Added Grande: “I want everyone to be my friend. I desperately love and want to hug everyone I encounter. Literally I’m like, ‘Wow, I wish everyone would come over for dinner right now and never leave.’ I’ve had that since I was a little girl.”
Her extraordinary gifts as a performer and her relentless dedication to her music have left her exceedingly vulnerable, however. Like so many musical artists, especially ones who achieve staggering success as adolescents, Ariana is facing the instability and existential uncertainty that often results from living in a bubble. The usual kinds of teenage paths to self-understanding are replaced too quickly by the constant demands and obligations of the performing artist.
Not only is the socialisation process stunted if not perverted, but there is far less time to solve basic questions of identity and direction in life because they have already been settled – at least formally. Grande, however, has a high degree of self-awareness that has allowed her to take her anxiety public and engage with her fans in painfully confessional tones via Twitter.
“Someday, when I’m feeling ready or when I’m more healed up, we can talk more about [PTSD]…I am constantly working on my health/ learning how to process pain (aren’t we all). Every day is different but I’m doing my best.”
She’s also understood the unpredictable dynamic of anxiety and how it can assert itself without warning and without any seemingly direct connection with the current state of one’s life. Grande, as is her nature, is even apologetic about having to admit to her condition.
“I almost feel guilty that I have it [anxiety] because it’s just in your head and it’s just so crazy how powerful it is. You have ups and downs and sometimes you’ll go weeks at a time where you will be crushing it and there will be no anxiety…and then something will happen that can trigger it and then you have a couple of down days.”
More importantly, however, she has been straightforward in advising people to seek professional help when needed and plaintively asking her fans to not to give in to the stigma that still, however inexplicably, surrounds mental illness.
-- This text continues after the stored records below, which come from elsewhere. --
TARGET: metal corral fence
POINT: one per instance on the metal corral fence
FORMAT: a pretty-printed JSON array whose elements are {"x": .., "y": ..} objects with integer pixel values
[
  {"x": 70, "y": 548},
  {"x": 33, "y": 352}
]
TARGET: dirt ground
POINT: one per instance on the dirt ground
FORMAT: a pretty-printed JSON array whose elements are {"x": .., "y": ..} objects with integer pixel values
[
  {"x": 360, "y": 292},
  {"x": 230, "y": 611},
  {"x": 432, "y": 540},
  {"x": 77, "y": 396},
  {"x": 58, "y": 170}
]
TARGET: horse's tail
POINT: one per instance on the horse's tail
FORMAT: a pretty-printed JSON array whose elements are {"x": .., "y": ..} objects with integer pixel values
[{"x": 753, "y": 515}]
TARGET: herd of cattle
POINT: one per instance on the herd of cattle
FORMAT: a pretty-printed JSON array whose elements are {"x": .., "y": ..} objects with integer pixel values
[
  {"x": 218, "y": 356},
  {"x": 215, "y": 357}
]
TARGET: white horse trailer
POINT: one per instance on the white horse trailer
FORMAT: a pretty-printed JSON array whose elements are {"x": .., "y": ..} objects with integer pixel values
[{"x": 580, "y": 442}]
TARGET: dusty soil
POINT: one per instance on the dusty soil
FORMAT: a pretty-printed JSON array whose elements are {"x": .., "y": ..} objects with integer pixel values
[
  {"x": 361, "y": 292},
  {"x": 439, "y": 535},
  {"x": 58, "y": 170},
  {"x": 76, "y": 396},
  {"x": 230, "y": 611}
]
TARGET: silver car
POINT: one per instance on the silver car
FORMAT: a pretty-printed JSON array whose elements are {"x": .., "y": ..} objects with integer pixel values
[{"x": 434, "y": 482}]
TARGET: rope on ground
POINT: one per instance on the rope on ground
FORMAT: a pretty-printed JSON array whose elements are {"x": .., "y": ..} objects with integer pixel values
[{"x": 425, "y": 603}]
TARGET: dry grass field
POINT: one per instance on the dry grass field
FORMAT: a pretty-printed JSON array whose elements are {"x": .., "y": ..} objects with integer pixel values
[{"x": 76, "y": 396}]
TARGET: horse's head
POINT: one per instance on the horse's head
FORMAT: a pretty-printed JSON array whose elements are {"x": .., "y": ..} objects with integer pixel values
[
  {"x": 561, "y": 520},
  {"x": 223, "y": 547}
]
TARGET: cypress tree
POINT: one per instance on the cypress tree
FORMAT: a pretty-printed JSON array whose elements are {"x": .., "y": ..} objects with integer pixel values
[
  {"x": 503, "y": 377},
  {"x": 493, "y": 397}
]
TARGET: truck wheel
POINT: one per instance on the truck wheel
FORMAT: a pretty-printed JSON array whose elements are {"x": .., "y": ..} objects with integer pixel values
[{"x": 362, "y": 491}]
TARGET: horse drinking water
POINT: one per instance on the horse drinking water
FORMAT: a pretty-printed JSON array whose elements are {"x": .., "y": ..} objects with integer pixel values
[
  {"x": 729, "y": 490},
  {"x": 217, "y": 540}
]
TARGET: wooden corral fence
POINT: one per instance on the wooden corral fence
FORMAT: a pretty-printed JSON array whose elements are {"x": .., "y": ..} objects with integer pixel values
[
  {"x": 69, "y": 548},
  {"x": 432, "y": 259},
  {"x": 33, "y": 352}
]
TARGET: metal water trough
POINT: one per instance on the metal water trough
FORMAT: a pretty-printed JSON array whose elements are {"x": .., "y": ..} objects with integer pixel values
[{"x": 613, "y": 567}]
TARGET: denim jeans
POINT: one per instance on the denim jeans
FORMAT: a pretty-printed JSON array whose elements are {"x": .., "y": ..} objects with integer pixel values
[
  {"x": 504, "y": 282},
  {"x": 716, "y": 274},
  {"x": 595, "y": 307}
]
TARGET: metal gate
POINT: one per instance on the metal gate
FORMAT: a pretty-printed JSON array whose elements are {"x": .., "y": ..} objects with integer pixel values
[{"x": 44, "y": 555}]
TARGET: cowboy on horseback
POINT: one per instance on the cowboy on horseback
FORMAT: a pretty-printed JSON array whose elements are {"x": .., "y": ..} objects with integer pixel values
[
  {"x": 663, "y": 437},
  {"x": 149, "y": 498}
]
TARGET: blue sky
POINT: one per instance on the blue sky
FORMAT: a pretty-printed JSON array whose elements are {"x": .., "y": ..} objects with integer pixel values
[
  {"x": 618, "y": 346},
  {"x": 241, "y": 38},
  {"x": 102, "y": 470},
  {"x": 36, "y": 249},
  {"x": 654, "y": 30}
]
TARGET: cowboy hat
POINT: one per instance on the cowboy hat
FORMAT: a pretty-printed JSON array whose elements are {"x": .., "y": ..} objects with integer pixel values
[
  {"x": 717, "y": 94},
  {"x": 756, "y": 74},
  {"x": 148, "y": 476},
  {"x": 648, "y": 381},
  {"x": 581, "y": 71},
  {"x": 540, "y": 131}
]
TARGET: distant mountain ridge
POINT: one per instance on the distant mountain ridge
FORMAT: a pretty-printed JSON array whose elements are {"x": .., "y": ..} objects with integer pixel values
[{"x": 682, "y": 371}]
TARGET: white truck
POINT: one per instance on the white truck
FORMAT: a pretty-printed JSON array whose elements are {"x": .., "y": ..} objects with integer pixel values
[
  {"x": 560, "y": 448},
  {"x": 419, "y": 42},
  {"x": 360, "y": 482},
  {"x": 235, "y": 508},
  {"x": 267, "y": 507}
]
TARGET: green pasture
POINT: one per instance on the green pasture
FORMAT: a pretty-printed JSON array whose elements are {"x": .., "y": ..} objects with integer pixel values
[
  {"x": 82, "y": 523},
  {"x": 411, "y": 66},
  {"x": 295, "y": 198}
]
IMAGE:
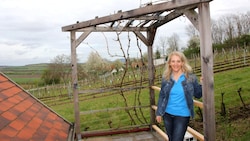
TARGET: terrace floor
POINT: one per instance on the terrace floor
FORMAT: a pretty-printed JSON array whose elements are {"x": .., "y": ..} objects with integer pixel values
[{"x": 138, "y": 136}]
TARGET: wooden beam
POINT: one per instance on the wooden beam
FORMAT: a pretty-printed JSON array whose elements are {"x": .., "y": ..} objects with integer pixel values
[
  {"x": 207, "y": 72},
  {"x": 81, "y": 38},
  {"x": 141, "y": 37},
  {"x": 167, "y": 6},
  {"x": 111, "y": 29},
  {"x": 193, "y": 17},
  {"x": 75, "y": 84}
]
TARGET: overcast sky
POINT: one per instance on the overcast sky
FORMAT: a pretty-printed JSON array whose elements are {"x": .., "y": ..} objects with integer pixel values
[{"x": 30, "y": 30}]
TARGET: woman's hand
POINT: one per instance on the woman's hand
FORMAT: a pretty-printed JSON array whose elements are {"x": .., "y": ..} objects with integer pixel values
[
  {"x": 158, "y": 119},
  {"x": 201, "y": 79}
]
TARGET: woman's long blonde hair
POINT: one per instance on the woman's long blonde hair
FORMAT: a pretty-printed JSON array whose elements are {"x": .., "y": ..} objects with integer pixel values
[{"x": 186, "y": 68}]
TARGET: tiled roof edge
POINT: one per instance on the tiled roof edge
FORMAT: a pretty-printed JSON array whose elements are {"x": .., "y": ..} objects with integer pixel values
[{"x": 36, "y": 98}]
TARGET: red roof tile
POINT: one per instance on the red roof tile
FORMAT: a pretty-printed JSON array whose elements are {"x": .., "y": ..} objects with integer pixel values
[{"x": 23, "y": 117}]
“In all honesty therapy has saved my life so many times. If you’re afraid to ask for help, don’t be. You don’t have to be in constant pain and you can process trauma. I’ve got a lot of work to do but it’s a start to even be aware that it’s possible.”
Above all, Ariana Grande is a fighter. She has faced up to every obstacle that has been thrown in her way and remained steadfast in her willingness to engage with her public as openly as possible. Though she occasionally wobbles when it comes to the men in her life, she never wavers when it comes to her fans. Just as Ariana’s voice exerts a quasi-hypnotic sway over her fans, her spirit should be equally empowering.